Cardiology Department, The Prince Charles Hospital, Chermside, Queensland, Australia; University of Queensland, St. Lucia, Queensland, Australia.
Cardiology Department, The Prince Charles Hospital, Chermside, Queensland, Australia; University of Queensland, St. Lucia, Queensland, Australia.
J Am Coll Cardiol. 2018 Mar 20;71(11):1246-1254. doi: 10.1016/j.jacc.2018.01.024.
Transesophageal echocardiography operators (TEEOP) provide critical imaging support for percutaneous structural cardiac intervention procedures. They stand close to the patient and the associated scattered radiation.
This study sought to investigate TEEOP radiation dose during percutaneous structural cardiac intervention.

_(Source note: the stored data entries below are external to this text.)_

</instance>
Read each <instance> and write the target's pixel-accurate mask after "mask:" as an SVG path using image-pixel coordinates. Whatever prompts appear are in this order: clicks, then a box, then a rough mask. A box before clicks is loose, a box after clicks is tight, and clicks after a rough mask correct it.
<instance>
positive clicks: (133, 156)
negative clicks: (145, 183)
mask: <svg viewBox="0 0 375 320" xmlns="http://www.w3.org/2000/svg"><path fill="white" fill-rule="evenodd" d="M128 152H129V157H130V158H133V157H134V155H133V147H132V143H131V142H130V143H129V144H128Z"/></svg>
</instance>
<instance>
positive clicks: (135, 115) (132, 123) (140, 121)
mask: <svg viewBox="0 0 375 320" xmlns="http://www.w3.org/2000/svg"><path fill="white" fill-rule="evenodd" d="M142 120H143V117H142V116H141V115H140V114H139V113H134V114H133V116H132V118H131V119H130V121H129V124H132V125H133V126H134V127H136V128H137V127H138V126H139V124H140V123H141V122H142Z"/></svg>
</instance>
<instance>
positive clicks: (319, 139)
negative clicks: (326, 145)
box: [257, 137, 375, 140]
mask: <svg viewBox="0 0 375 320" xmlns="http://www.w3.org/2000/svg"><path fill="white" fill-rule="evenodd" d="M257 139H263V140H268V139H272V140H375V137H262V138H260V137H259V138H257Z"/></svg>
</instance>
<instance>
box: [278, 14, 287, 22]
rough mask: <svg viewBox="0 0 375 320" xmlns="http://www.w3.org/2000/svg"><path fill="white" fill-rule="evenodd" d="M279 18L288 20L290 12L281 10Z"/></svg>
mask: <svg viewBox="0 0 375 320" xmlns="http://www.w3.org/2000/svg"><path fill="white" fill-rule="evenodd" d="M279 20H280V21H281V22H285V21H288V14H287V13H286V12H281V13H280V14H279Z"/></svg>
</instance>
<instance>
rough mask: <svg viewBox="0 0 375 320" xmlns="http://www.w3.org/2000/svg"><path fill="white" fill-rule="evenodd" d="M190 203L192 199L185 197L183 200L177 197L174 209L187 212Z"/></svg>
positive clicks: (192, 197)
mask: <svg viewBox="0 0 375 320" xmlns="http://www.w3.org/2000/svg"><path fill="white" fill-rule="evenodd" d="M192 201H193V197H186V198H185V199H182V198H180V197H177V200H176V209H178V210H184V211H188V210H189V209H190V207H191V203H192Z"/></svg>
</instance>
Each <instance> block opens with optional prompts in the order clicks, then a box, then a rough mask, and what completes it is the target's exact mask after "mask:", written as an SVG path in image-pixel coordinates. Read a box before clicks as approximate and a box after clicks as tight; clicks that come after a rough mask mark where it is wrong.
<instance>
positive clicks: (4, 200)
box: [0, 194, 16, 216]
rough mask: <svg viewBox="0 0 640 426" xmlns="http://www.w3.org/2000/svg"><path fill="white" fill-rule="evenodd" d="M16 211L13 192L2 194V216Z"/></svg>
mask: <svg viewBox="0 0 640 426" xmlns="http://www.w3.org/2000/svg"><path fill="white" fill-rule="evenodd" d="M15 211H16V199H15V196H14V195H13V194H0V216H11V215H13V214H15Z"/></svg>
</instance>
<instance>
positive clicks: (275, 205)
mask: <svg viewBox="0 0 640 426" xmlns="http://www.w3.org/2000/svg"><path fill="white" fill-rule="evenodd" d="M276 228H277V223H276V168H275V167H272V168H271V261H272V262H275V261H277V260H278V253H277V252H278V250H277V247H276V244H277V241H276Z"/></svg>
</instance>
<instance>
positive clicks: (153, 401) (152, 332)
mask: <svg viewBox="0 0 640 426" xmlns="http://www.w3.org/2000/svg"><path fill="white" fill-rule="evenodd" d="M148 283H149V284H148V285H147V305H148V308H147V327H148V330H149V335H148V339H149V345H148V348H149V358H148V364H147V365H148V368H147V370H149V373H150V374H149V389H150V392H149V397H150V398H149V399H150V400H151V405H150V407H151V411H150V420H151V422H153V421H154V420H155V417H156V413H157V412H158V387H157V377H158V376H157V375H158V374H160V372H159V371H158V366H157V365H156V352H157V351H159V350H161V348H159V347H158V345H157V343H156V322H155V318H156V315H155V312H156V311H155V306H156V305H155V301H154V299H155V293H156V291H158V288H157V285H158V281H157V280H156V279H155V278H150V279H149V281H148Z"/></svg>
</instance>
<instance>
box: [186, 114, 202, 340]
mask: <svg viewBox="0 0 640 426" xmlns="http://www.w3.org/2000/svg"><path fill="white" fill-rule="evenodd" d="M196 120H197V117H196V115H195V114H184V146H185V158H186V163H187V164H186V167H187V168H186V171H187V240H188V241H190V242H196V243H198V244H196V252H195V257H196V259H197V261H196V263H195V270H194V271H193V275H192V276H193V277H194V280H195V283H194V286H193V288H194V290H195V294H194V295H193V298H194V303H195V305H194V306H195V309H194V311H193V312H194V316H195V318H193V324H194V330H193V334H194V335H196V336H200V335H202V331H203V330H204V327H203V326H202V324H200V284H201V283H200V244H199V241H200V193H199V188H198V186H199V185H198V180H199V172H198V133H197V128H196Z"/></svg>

Key personnel (TEEOP, anesthetist, primary operator [OP1], and secondary operator) wore instantly downloadable personal dosimeters during procedures requiring TEE support. TEEOP effective dose (E) and E per unit Kerma area product (E/KAP) were calculated. E/KAP was compared with C-arm projections. Additional shielding for TEEOP was implemented, and doses were measured for a further 50 procedures. Multivariate linear regression was performed to investigate independent predictors of radiation dose reduction.
In the initial 98 procedures, median TEEOP E was 2.62 μSv (interquartile range [IQR]: 0.95 to 4.76 μSv), similar to OP1 E: 1.91 μSv (IQR: 0.48 to 3.81 μSv) (p = 0.101), but significantly higher than secondary operator E: 0.48 μSv (IQR: 0.00 to 1.91 μSv) (p < 0.001) and anesthetist E: 0.48 μSv (IQR: 0.00 to 1.43 μSv) (p < 0.001). Procedures using predominantly right anterior oblique (RAO) and steep RAO projections were associated with high TEEOP E/KAP (p = 0.041). In a further 50 procedures, with additional TEEOP shielding, TEEOP E was reduced by 82% (2.62 μSv [IQR: 0.95 to 4.76] to 0.48 μSv [IQR: 0.00 to 1.43 μSv] [p < 0.001]). Multivariate regression demonstrated shielding, procedure type, and KAP as independent predictors of TEEOP dose.
TEE operators are exposed to a radiation dose that is at least as high as that of OP1 during percutaneous cardiac intervention. Doses were higher with procedures using predominantly RAO projections. Radiation doses can be significantly reduced with the use of an additional ceiling-suspended lead shield.
经食管超声心动图操作者(TEEOP)为经皮结构性心脏介入手术提供关键的成像支持。他们站在靠近患者和相关散射辐射的位置。
本研究旨在探讨经皮结构性心脏介入期间 TEEOP 的辐射剂量。
关键人员(TEEOP、麻醉师、主操作医生[OP1]和副操作医生)在需要 TEE 支持的手术中佩戴即时下载的个人剂量计。计算 TEEOP 的有效剂量(E)和每单位比释动能面积乘积的 E 值(E/KAP)。比较了 TEEOP 的 E/KAP 与 C 臂投影。为 TEEOP 实施了额外的屏蔽,并对另外 50 个程序进行了剂量测量。进行了多元线性回归分析,以探讨降低辐射剂量的独立预测因素。
在最初的 98 个程序中,TEEOP 的中位 E 值为 2.62μSv(四分位距[IQR]:0.95 至 4.76μSv),与 OP1 的 E 值相似:1.91μSv(IQR:0.48 至 3.81μSv)(p=0.101),但明显高于副操作医生的 E 值:0.48μSv(IQR:0.00 至 1.91μSv)(p<0.001)和麻醉师的 E 值:0.48μSv(IQR:0.00 至 1.43μSv)(p<0.001)。主要使用右前斜(RAO)和陡峭 RAO 投影的程序与 TEEOP E/KAP 较高相关(p=0.041)。在另外 50 个程序中,通过额外的 TEEOP 屏蔽,TEEOP 的 E 值降低了 82%(2.62μSv[IQR:0.95 至 4.76]至 0.48μSv[IQR:0.00 至 1.43μSv](p<0.001)。多元回归分析表明,屏蔽、手术类型和 KAP 是 TEEOP 剂量的独立预测因素。
TEE 操作者所接受的辐射剂量至少与经皮心脏介入期间的 OP1 操作者相同。主要使用 RAO 投影的程序剂量较高。使用额外的天花板悬挂铅屏蔽可以显著降低辐射剂量。